Visitors to the National Memorial Arboretum can see and learn about a wide variety of trees. Although still a ‘young’ Arboretum, there are already about 50,000 trees in the grounds which are growing rapidly into a unique living tribute.

The Beat is an avenue of London plane trees and some Horse Chestnuts, funded by every Police Force in the UK. Chestnuts were chosen because the first truncheons were made from this extremely durable wood.

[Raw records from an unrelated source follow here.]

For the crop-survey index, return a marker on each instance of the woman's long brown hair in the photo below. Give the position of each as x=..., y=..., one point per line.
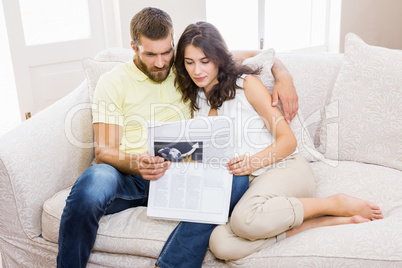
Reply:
x=205, y=36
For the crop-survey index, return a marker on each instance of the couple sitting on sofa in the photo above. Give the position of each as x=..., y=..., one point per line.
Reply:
x=277, y=203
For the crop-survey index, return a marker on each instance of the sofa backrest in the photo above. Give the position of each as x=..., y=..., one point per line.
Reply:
x=314, y=76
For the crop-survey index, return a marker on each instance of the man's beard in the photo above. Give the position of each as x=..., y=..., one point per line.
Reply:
x=157, y=77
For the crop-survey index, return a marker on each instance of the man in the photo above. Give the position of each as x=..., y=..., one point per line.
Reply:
x=125, y=98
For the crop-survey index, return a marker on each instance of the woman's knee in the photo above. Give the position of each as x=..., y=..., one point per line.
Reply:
x=220, y=245
x=263, y=218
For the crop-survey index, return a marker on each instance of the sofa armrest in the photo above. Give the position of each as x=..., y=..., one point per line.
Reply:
x=43, y=155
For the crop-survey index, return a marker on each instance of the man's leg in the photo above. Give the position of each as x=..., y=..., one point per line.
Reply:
x=188, y=243
x=92, y=196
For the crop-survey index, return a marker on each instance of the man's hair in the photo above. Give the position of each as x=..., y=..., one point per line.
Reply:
x=152, y=23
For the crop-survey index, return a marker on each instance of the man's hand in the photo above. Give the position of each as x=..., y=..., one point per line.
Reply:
x=241, y=165
x=152, y=167
x=284, y=91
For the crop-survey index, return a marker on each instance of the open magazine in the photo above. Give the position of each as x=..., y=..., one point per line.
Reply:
x=197, y=186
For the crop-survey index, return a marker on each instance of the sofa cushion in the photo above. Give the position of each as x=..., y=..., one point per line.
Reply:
x=103, y=62
x=314, y=77
x=366, y=107
x=372, y=244
x=305, y=145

Visitors to the Chapel will be struck by the twelve pillars of Douglas fir, Pseudotsuga menziesii. Construction of the Chapel began in 1999, the 200th anniversary of the birth of Scottish plant collector, David Douglas. Between 1825 and 1827 he travelled a staggering 10,000 miles in Western Canada and North West USA on foot and by canoe, collecting and classifying plants. As a result of his efforts, 200 new plants were introduced to the UK, including the Douglas fir.

Dawn redwoods, Metasequoia glyptostrobides, can be found behind the British Korean Veterans memorial. These magnificent trees, identified as a ‘living fossil’ in 1941, once blanketed the entire Northern Hemisphere and were thought to be extinct by Western botanists until their rediscovery in 1941 in the Szechuan Province of China.

Of the 33 truly native species found in Great Britain, such as the Black poplar, Populus nigrassp.betulifolia, and Strawberry Tree, Arbutus unedo, many can be found at the Arboretum.


"The trees mean so much ... to many
they are just trees, but to us they are our friends and our comrades."